Boy Band or Acid Rock? Fife and Drum or Contemporary Christian? Jam band or Rap? It’s a risky business that music executives know all too well. Leave your child to his or her own device and they’ll be molded by commercial culture and what they perceive “cool” by the crap they learn at school and from Disney TV.
The repercussions of having a child who listens to sucky music can be life long. Like most acquired tastes, children’s preferences are learned and acquired through mimicking and their own creative deduction. Despite your best efforts, you could still end up hating your kid’s music.

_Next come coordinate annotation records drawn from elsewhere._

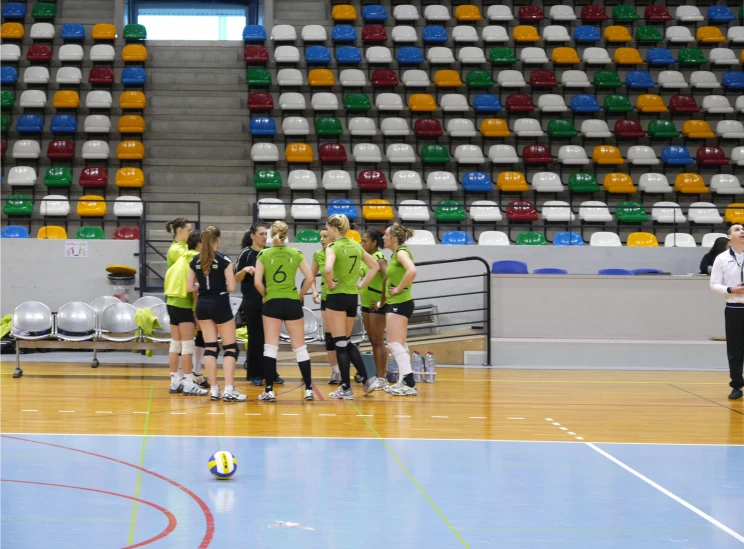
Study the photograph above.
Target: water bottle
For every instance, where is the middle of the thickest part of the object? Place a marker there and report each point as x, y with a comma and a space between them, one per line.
430, 367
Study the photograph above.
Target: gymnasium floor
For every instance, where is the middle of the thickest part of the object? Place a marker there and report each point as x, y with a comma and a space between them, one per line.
483, 458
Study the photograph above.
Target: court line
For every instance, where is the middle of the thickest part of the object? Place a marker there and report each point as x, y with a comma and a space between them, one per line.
412, 479
669, 494
139, 473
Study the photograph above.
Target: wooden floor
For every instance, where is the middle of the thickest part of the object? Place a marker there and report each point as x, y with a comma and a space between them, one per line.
593, 406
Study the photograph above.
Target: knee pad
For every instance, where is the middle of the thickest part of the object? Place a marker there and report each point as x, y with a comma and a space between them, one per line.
212, 349
175, 347
271, 351
301, 354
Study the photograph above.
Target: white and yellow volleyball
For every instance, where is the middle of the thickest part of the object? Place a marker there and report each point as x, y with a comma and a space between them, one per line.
223, 465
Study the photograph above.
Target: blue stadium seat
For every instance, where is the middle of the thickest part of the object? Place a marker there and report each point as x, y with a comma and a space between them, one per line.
318, 55
342, 206
348, 54
434, 35
263, 125
477, 182
639, 80
72, 31
676, 155
133, 76
487, 102
14, 231
586, 34
584, 103
63, 123
509, 267
254, 33
409, 55
456, 238
343, 33
30, 123
566, 238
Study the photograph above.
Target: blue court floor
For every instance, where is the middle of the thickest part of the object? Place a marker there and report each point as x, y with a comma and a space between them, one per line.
87, 491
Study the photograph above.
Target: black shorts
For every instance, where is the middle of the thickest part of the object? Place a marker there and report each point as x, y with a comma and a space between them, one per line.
215, 308
283, 309
179, 315
343, 302
403, 309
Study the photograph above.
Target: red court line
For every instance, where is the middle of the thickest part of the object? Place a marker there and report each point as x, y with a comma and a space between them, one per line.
208, 516
171, 518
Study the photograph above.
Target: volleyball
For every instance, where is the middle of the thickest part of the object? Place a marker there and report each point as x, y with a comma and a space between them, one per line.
223, 465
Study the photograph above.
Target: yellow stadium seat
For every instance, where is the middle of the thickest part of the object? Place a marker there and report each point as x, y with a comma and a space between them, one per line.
134, 53
526, 33
495, 127
642, 240
607, 155
619, 183
735, 213
467, 12
321, 77
690, 183
697, 129
565, 56
12, 31
131, 123
617, 34
130, 150
52, 232
628, 56
130, 177
649, 102
132, 100
299, 152
447, 79
512, 182
66, 99
104, 31
377, 209
343, 12
709, 35
422, 102
91, 205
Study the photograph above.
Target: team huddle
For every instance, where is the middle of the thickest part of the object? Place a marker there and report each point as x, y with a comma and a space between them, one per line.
200, 279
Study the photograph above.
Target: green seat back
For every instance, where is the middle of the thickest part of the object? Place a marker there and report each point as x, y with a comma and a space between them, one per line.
449, 211
307, 236
267, 180
618, 103
531, 238
328, 126
86, 232
630, 212
58, 177
479, 79
18, 204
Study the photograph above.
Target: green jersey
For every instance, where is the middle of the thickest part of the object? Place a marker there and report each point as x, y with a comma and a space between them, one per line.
346, 268
395, 273
373, 292
280, 271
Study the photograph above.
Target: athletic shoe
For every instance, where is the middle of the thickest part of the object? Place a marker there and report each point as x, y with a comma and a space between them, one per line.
267, 396
192, 389
234, 396
341, 393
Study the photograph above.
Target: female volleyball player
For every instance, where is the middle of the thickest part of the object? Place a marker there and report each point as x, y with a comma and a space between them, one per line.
278, 265
401, 272
373, 304
212, 275
343, 260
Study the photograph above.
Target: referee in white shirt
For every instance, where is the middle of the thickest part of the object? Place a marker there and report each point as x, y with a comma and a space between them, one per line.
727, 278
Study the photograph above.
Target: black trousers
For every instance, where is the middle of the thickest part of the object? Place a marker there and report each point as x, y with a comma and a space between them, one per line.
735, 345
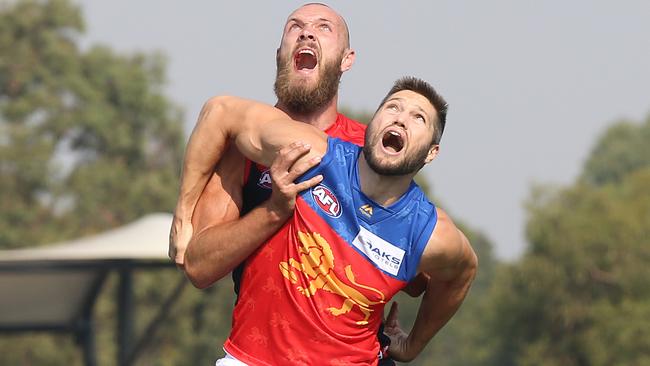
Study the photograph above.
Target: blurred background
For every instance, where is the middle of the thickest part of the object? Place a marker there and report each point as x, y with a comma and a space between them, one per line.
545, 160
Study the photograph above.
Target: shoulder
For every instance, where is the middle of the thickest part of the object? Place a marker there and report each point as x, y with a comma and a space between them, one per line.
247, 107
348, 129
448, 251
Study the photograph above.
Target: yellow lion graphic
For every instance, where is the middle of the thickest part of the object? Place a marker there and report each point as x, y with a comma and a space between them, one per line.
317, 263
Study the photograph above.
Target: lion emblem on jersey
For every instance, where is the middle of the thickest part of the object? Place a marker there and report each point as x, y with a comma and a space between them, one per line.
316, 262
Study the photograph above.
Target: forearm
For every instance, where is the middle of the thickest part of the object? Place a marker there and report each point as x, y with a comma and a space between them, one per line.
204, 149
217, 250
439, 303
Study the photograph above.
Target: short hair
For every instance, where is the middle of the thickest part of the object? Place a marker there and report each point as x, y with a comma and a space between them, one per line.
346, 29
426, 90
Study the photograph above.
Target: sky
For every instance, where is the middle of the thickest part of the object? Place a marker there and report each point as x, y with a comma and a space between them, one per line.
531, 84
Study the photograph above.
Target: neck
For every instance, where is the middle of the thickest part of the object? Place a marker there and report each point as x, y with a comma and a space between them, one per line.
383, 189
321, 118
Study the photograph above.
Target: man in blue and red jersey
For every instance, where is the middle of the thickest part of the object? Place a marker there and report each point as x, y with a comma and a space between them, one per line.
314, 293
235, 214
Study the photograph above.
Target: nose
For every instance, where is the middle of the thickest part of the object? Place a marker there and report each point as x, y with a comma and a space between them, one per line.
399, 120
305, 35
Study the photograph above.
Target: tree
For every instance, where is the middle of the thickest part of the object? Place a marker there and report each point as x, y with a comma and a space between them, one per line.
622, 149
579, 296
88, 141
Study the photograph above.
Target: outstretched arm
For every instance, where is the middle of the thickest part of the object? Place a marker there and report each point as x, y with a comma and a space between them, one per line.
219, 245
257, 130
448, 267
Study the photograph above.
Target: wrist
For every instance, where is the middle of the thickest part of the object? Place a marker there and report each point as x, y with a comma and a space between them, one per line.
277, 213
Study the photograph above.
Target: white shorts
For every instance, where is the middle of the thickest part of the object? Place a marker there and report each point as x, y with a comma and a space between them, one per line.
229, 360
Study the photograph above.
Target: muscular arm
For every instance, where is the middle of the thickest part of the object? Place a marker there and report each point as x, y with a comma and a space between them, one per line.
447, 269
221, 240
258, 131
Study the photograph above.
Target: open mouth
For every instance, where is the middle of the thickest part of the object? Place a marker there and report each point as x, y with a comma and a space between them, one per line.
393, 141
305, 59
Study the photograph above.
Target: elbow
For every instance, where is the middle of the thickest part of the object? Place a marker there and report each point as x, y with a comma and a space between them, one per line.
195, 277
199, 276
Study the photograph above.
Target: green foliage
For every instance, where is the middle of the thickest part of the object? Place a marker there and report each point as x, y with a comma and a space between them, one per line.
88, 139
622, 149
580, 296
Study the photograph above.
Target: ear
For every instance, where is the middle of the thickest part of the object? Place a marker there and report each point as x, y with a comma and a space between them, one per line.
433, 152
348, 60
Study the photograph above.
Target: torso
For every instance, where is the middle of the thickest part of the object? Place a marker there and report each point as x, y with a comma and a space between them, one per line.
319, 285
257, 180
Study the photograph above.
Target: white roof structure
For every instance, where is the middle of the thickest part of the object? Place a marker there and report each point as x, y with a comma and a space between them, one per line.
55, 287
144, 239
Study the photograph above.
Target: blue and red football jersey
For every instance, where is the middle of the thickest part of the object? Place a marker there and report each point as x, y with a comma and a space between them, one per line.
315, 292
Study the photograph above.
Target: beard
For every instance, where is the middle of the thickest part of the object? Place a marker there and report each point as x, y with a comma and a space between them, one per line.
408, 165
297, 96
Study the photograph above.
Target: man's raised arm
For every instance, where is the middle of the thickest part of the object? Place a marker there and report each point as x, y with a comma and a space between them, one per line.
257, 130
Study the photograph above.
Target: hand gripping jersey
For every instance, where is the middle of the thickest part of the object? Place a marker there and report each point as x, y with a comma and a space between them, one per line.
314, 293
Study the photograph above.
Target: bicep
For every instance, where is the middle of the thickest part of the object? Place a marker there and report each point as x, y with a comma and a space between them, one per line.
265, 130
221, 200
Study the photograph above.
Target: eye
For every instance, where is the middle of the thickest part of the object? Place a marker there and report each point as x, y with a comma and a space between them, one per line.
392, 107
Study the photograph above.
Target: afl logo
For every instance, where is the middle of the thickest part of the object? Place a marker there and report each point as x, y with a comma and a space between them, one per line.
265, 180
326, 200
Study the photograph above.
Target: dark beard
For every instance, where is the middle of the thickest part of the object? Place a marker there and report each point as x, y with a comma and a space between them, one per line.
410, 164
297, 98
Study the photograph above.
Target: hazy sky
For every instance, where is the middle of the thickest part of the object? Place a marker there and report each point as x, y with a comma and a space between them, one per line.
531, 84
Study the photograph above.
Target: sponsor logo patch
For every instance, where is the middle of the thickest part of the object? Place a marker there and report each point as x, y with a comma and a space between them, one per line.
265, 180
326, 200
385, 255
366, 210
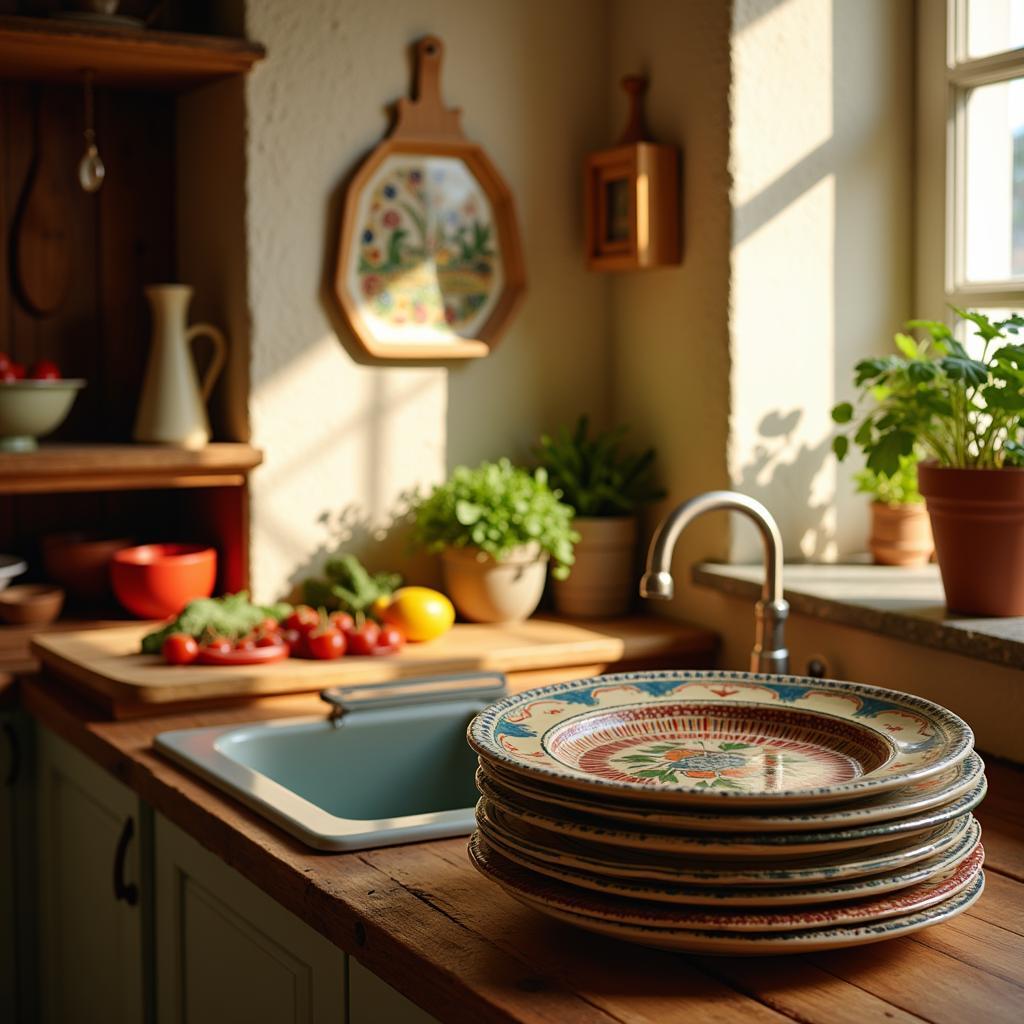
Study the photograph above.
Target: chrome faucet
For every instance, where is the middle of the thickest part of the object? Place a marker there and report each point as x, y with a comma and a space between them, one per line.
770, 612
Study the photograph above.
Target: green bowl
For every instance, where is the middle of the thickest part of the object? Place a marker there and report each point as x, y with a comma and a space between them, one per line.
33, 409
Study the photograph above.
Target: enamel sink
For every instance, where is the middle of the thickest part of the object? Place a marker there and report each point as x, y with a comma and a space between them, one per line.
376, 776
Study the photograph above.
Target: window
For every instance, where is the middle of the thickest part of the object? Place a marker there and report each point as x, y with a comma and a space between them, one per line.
982, 88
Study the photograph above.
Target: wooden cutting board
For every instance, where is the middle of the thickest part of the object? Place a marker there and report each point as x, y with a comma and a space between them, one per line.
107, 663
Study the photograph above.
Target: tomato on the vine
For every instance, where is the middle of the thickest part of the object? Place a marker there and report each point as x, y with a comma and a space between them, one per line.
180, 648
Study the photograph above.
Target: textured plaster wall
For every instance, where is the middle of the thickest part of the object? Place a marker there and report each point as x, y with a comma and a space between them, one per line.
671, 344
343, 439
821, 161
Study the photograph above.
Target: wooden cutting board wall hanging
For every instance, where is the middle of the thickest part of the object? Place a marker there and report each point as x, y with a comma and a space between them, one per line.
429, 262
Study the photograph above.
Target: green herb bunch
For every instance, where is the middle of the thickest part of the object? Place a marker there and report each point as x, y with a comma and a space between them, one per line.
960, 411
900, 488
594, 474
497, 507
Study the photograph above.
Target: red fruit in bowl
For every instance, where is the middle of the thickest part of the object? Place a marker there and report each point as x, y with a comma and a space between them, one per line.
45, 370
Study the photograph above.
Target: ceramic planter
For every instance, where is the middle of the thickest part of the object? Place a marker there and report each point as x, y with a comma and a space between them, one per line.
603, 579
901, 535
487, 591
978, 523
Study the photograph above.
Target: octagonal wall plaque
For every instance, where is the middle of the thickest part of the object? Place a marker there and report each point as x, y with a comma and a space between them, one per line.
429, 262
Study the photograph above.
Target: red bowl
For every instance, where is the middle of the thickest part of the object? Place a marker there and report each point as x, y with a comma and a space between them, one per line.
157, 581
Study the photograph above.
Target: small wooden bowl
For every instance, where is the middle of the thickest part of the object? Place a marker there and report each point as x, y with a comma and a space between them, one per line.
31, 604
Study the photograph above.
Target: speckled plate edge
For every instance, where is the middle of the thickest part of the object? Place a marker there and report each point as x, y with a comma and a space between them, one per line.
957, 735
780, 918
881, 807
772, 943
615, 835
854, 863
692, 895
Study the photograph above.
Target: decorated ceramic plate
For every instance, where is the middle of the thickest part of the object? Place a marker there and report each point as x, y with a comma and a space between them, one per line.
591, 829
734, 943
721, 738
825, 892
680, 869
912, 799
783, 919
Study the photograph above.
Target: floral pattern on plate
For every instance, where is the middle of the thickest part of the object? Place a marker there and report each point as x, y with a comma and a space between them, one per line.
755, 943
634, 911
845, 739
677, 868
613, 836
690, 895
916, 797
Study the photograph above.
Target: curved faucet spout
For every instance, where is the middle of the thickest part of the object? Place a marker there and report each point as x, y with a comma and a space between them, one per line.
769, 652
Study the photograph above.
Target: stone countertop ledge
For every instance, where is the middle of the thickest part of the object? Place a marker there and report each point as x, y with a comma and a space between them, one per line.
904, 603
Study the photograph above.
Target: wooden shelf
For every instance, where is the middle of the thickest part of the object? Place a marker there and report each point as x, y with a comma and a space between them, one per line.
66, 468
55, 50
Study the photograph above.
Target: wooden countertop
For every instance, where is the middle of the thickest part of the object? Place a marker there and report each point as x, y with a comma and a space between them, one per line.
423, 920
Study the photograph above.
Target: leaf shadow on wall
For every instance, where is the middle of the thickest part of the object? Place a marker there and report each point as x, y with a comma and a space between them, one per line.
381, 544
782, 473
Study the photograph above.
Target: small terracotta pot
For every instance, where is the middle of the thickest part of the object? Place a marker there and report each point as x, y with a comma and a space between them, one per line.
978, 523
487, 591
901, 535
603, 579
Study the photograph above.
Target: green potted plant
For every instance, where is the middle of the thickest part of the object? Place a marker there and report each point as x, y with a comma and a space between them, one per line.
605, 485
496, 528
900, 534
964, 413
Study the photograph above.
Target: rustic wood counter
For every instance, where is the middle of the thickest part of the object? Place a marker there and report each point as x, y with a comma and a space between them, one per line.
423, 920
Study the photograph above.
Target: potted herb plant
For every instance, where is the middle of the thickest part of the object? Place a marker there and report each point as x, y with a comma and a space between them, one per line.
605, 485
964, 412
496, 528
900, 534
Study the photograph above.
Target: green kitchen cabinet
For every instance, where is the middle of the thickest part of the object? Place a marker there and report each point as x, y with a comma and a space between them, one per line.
227, 953
91, 933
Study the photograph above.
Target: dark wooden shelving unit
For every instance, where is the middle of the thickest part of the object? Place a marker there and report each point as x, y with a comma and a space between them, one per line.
75, 468
88, 476
44, 49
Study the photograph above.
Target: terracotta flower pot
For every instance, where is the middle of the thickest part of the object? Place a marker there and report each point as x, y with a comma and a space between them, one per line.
901, 535
978, 522
603, 579
487, 591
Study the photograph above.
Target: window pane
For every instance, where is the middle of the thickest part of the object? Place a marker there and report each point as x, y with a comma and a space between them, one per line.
993, 26
995, 182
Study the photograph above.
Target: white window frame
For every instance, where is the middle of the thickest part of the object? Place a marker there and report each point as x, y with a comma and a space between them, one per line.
945, 75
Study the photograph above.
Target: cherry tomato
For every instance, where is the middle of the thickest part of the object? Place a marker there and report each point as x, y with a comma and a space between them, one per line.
218, 645
45, 370
326, 643
363, 639
342, 621
179, 648
389, 640
302, 619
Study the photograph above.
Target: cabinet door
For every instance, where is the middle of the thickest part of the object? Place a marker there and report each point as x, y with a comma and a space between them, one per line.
90, 961
374, 1001
227, 953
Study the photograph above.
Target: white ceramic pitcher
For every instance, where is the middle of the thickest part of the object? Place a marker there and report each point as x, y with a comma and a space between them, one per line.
172, 408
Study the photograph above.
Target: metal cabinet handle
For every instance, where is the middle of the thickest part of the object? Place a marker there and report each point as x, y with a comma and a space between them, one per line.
14, 766
129, 892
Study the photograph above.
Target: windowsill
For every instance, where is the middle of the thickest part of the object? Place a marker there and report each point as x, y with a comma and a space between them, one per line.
904, 603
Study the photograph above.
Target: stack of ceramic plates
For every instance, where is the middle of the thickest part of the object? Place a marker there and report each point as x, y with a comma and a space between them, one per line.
729, 812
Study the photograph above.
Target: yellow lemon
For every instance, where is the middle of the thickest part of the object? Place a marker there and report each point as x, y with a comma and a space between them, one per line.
420, 612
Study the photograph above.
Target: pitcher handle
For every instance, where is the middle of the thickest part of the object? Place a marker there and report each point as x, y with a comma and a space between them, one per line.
219, 353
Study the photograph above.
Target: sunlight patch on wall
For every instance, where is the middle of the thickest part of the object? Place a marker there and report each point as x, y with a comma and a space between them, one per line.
781, 89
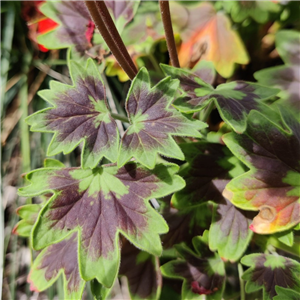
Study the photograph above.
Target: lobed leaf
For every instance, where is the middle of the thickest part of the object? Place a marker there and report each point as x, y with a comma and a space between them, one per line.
286, 77
185, 224
200, 276
142, 272
154, 122
28, 214
204, 175
99, 204
229, 231
234, 100
80, 114
270, 271
272, 184
57, 259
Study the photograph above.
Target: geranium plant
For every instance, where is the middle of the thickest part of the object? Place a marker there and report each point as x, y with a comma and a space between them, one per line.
181, 203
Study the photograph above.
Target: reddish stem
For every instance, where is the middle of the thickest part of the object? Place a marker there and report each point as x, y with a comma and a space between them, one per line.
166, 18
109, 35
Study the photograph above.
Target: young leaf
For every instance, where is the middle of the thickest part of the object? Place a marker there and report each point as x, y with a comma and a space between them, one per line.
207, 34
142, 272
75, 25
202, 174
200, 276
234, 100
60, 258
100, 204
229, 231
272, 184
268, 271
80, 113
205, 70
153, 122
287, 77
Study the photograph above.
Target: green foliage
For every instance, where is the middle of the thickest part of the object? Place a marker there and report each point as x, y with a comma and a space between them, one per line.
171, 174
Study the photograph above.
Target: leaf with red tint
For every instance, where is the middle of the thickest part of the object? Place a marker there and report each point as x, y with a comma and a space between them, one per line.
207, 35
28, 213
44, 26
80, 113
142, 272
201, 276
268, 271
184, 224
75, 25
272, 184
154, 122
229, 232
100, 204
60, 258
286, 293
204, 174
73, 19
286, 77
233, 100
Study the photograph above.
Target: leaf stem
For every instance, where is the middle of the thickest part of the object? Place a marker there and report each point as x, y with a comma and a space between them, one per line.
119, 117
242, 284
207, 111
166, 18
106, 27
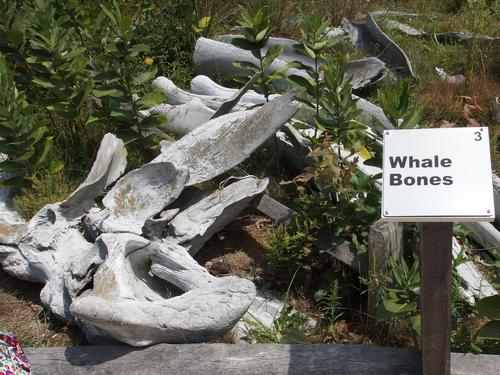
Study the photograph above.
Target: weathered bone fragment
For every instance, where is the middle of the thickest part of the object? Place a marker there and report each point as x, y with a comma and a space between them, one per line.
212, 58
392, 13
138, 308
476, 286
74, 262
53, 221
139, 195
193, 227
183, 118
230, 103
446, 37
226, 141
176, 95
109, 165
368, 36
448, 78
205, 86
52, 249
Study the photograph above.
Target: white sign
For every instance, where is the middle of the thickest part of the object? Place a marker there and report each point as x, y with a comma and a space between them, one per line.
437, 175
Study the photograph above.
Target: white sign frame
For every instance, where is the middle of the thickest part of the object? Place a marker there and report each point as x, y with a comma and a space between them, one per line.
453, 170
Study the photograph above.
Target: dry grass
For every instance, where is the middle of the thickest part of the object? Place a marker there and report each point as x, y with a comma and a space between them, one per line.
21, 313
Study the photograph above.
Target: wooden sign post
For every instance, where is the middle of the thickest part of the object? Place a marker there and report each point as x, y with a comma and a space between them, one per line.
437, 177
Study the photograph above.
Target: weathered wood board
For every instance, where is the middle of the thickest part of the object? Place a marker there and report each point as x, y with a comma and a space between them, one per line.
245, 359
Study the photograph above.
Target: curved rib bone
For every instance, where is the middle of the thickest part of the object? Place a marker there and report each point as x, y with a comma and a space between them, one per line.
139, 309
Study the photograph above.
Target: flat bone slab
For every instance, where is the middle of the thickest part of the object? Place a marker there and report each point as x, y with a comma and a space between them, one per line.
203, 85
43, 232
141, 194
183, 118
138, 308
226, 141
175, 95
214, 58
193, 227
369, 37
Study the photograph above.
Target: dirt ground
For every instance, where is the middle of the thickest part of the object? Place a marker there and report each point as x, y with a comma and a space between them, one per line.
21, 313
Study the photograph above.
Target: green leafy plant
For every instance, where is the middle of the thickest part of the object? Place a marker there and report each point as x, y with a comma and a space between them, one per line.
116, 85
24, 141
256, 29
287, 326
328, 302
398, 106
339, 110
400, 297
489, 307
315, 43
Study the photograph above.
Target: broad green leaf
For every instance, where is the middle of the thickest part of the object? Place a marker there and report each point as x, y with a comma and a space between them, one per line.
12, 166
42, 83
260, 36
204, 22
108, 13
490, 330
416, 324
56, 166
139, 48
17, 182
152, 121
114, 93
489, 307
271, 55
153, 98
128, 136
43, 149
309, 52
245, 65
145, 77
396, 307
106, 76
244, 44
292, 336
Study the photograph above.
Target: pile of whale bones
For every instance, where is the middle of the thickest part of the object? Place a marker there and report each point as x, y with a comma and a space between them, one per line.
124, 271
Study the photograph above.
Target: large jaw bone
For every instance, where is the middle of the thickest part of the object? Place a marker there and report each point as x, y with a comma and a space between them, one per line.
195, 225
131, 306
226, 141
39, 257
213, 58
368, 36
139, 195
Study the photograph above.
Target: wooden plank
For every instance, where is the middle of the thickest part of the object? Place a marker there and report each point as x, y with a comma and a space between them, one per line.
435, 296
225, 359
244, 359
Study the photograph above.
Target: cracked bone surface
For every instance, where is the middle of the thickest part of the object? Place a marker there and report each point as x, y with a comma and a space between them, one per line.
226, 141
135, 302
368, 36
183, 118
203, 85
213, 58
194, 226
52, 250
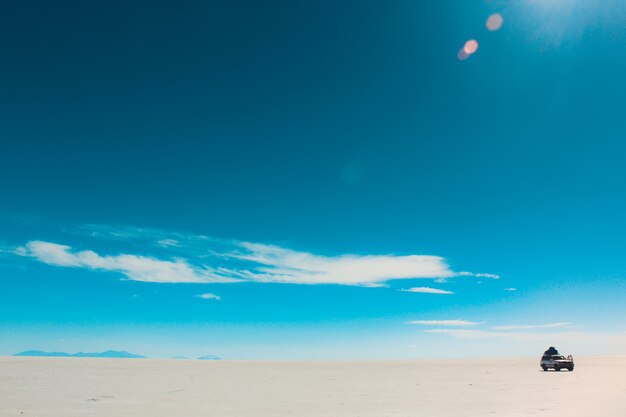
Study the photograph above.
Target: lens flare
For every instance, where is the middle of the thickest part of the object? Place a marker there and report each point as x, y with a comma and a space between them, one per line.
494, 22
471, 46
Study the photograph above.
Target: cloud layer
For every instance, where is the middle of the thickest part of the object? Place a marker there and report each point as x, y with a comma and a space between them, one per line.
187, 258
137, 268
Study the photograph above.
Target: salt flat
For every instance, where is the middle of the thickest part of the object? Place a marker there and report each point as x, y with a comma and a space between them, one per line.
68, 387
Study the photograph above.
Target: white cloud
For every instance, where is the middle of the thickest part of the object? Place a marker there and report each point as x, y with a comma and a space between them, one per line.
483, 334
455, 323
209, 296
277, 264
534, 326
201, 259
426, 290
138, 268
167, 242
478, 275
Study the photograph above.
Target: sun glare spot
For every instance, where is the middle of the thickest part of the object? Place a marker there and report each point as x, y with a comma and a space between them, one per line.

After all, generations have been defined by the music their parents’ hated.
But there is hope if you’re willing to actively expose them to good music and engage in a little brainwashing at the same time. Good luck!
- FIND THE COMPROMISE
They Might Be Giants is a children’s band masquerading as an adult band. They’ve been putting out playful and cerebral music since 1982, but have recently become known for their amazingly creative children’s albums. It all started with NO!. After winning a ‘Best Children’s Album’ Grammy for Here Come the ABCs, They Might Be Giants released the kid-centric set, Here Comes Science. Other bands you already like will have albums that better fit the sensibilities of your little one, so keep tying until you find something that works.
- HOOK THEM EARLY ON YOUR OWN HARMONY
The Cure is known for dark and lugubrious sex music from the 1980s – until now! Listen to renditions of Close to Me and Boys Don’t Cry in their best-selling Rockabye Baby! Lullaby Renditions of The Cure. If early Emo doesn’t float your boat, lullaby renditions of Led Zeppelin, The Beatles, Michael Jackson, Queen, Journey, Bob Marley and Dave Matthews can be bought. And don’t forget the lullaby Metallica and Pearl Jam albums either.
- FORBID WHAT YOU LIKE
Do you have a child who takes a contrary position regardless of how unpopular it may be? Tell your little contrarian that you absolutely forbid him or her from listening to your music. “You’ll get spanked, then grounded until your 18th birthday if you ever listen to that music around me!”
- FORCE THEM TO LEARN THE GENRE, NOT THE INSTRUMENT
Give them lessons from a genre teacher, not a teacher of an instrument. Clarinet lessons from the school music teacher will lead to a college marching band scholarship. But send them to a Big Band leader and they’ll be smoking cigarettes and snapping their fingers in the best jazz clubs in New York City, like Benny Goodman. Of course, they could very well hate you for forcing arduous lessons, but years later when they hear Frank Sinatra’s Fly Me To The Moon they’ll think, “Huh, that could be okay.”
- SKIP ACOUSTIC, GO ELECTRIC!
Give them an electric guitar and screw the basics. Buy them amps and get them plugged into bigger and better sound systems until they’re hooked on the distortion and hard licks that made rock-n-roll so famous. Then again, you’d better have a sound-proofed garage and actually like that music. And be single. And live on a farm.